Oklahoma Orders Statewide Recall on Raw Milk

            Raw milk from Swan Bros. Dairy, Inc. of Claremore, Oklahoma, has been recalled statewide after testing positive for Campylobacter jejuni. The traces of Campylobacter were found by the Oklahoma State Department of Agriculture, Food, and Forestry (ODAFF) during regulatory testing. Raw milk from Swan Bros. Dairy is sold in plastic packages in pints, half-gallons, and gallons, and the recall includes all products containing raw milk, including raw heavy cream, raw whole milk, raw skim milk, and raw 2% milk, which are sold in plastic pints. The raw milk products are sold directly from Swan Bros. Dairy in Claremore, Oklahoma. As of June 22, 2020, 10 people have been diagnosed with a Campylobacter infection caused by the contaminated raw milk. According to testing done by ODAFF, Swan Bros. Dairy raw milk products sold between the dates of April 9, 2020, to June 22, 2020, are contaminated with Campylobacter. Customers who have recently purchased raw milk from Swan Bros. Dairy are advised not to consume the product and dispose of any remaining product immediately. Consumers are also advised to pay attention to any signs of Campylobacter infection after consumption of the contaminated raw milk. Symptoms of a Campylobacter infection typically present within 2-5 days of consumption, and typically last a week.  

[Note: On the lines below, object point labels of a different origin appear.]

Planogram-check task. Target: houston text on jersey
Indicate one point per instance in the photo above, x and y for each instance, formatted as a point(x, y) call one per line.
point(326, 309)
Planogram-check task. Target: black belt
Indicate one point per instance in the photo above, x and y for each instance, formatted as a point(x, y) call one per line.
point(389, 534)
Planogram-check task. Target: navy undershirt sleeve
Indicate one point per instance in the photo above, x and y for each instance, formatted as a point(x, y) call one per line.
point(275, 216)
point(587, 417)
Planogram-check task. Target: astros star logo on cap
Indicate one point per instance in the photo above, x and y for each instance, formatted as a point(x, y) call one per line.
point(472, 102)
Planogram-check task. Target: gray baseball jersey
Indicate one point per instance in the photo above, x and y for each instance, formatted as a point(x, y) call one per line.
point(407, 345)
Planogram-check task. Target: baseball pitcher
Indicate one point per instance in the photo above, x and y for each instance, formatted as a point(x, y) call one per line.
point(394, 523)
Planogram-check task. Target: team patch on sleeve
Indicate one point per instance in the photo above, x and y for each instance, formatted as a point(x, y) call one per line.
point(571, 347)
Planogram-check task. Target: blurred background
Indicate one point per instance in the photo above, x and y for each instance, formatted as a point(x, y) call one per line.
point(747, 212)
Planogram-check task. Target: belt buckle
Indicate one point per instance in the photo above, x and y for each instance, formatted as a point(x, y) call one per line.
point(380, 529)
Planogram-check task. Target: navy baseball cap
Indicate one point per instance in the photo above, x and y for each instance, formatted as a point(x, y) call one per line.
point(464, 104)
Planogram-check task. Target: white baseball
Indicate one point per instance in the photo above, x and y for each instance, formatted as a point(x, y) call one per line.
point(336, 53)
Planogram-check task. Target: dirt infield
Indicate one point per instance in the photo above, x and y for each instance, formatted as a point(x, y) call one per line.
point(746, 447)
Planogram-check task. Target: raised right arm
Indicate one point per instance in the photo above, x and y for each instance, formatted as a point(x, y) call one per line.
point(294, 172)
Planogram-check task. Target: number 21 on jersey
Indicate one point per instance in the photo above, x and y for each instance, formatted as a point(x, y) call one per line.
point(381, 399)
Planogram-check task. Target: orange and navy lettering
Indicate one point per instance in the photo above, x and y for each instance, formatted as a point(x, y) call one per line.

            According to the CDC, campylobacteriosis is the infection caused by Campylobacter bacteria, a foodborne illness bacteria that can be deadly for those who are immunocompromised, such as the elderly, children, those with weakened immune systems, and pregnant women. Symptoms of campylobacteriosis include typical food poisoning symptoms such as diarrhea, fever, stomach aches, and less typical symptoms of nausea and vomiting. While campylobacteriosis may resolve without treatment, those who are immunocompromised are more at risk for a bloodstream infection, which can be life-threatening. If you believe you have been contaminated with Campylobacter, contact your physician to decide if antibiotics are a necessary treatment for you.